Public sphere: a real or virtual place where people come together as equal participants in democratic discussions.
Public sphere is a concept made by Habbermas, which he defines as the area of social life that is not controlled by governemnts or the market
News and current affairs
News values: the criteria used by journalists and editors to decide if a story is newsworthy.
Dumbing down: the idea that news has become more populist and more sensational, less intelligent and less informative.
Narrative: the idea that stories should have a beginning, middle and end. Journalists and editors try to fit stories into this structure.
News management: spin; the way that governments and others try to manipulate the presentation of news to show themselves in a favourable light.
News diary: a journalist's planner of future newsworthy events.
Social construct: something that is defined by society and that changes according to time and place.
Audiences/crime and violence
Homogeneous audiences: an assumption that audiences have common social characteristics and react in similar ways to media texts.
Opinion leaders: influential individual in socal networks.
Heterogeneous audiences: a view that audiences have very different social characteristics and react differently to media texts.
Moral panic: when society reacts against perceived deviance, because of media representations.
secondary deviance: when crackdowns pm deviance produce further deviance in response to action by police and others.
Deviancy amplification: when the actions of the media or police cayse more crime to be detected or committed.
Representations & stereotypes
Stereotype: a preconceived, standardised and oversimplified impression of the characteristsics that typify a person, and attutude based on such a preconception.
Patriarchal: male dominace of society, and the means by which this is transmitted from generation to generation, e.g the media.
Recpetion analysis: an analysis of how people interpret and use media texts in different ways.
Ethnicity, racism and stereotypes/ sexuality and d
Tokenism: the inclusion of a figure who may be black, female, gay, and so on into a media ext to show that the text is not racist, sexist, etc.

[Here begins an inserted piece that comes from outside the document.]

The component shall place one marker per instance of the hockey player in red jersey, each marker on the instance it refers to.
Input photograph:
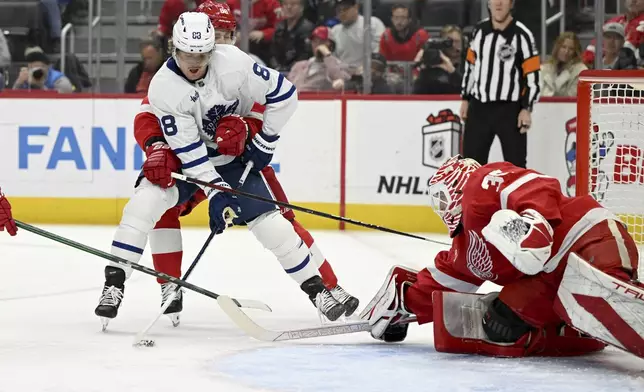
(6, 219)
(562, 261)
(232, 133)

Camp: depiction of gay people as effeminate, mincing men with high voices.
Heterosexual gaze: the idea that homosexual issues are presented by the media from a heterosexual viewpoint.
(No key words on class and age)
Old and new media
Technological determinism: the concept that a society's technology determines its cultural values, social structure or history.
Interactivity: when audiences and participants play an active role in creating and responding to media content.
Virtual community: a community that is formed through digital interaction and that has no physical existance e.g. world of warcraft.